I'm not saying to bet it all on one investment - still do a diversified portfolio, but just more weighted towards risk.

That gives you the potential for 10-15% returns. At that rate (plus your phenomenol savings rate) you'd be looking to retire near 35! Of course the risk is that things could take a turn for the worse when you get there, which means you'll have to keep working.

So take a chance and maybe retire really early, or play it safe and definitely retire later. Your choice.

BTW - I'm just some yahoo on the internet. Don't make major descisions based on this post! Go to the library and check out some books from the personal finance shelf and get smart on retirement investing.
 
Thanks everybody!

Is an 8% investment return realistic? Seems sort of aggressive.
History would suggest it's doable, but I don't believe we can expect history to repeat over the next 30-40 years. You are welcome to use whatever you like, I use 7% for my long term planning even though history would say my current portfolio AA will return just over 9.5%. I use Rick Ferri's forecast for long term planning, here it is Portfolio Solutions under 30 Year Market Forecast. No one can tell you for sure, or we'd all be rich.

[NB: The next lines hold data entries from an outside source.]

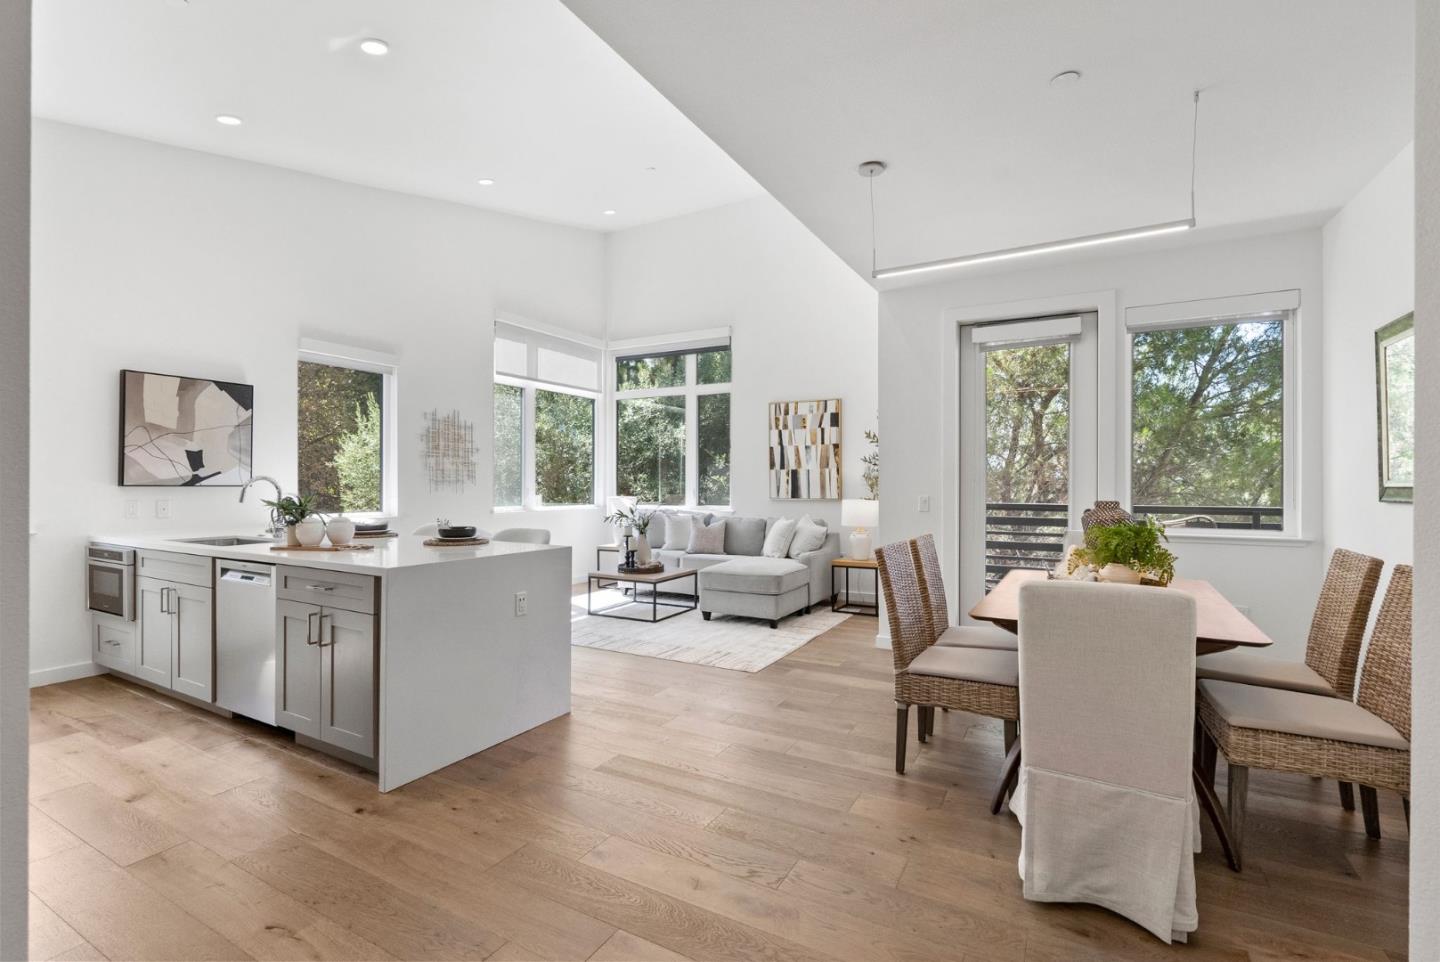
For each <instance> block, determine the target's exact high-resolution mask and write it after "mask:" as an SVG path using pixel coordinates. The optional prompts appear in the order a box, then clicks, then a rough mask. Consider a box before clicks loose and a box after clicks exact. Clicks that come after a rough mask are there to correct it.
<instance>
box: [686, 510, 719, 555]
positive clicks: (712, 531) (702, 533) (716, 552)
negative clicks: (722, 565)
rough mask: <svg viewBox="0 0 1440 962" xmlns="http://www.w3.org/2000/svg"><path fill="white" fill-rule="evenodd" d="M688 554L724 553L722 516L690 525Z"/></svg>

I'd rather use conservative estimates and be "surprised" when my portfolio grows faster than I projected - guess I'd have to retire earlier. It looks like you're way ahead of the game, and I'd encourage you to stay on your current course for now - it will open up more options in your life than most will have. A lot harder to course correct later in life if you've over estimated returns...I cannot stress this enough at your age - arguably the best advice you can get at your financial stage in life. Best of luck.
 
+1 on Midpack's approach. I use the same "guesstimates" and fudge everything else in the plan against me. I'd rather be pleasantly suprised then dissappointed.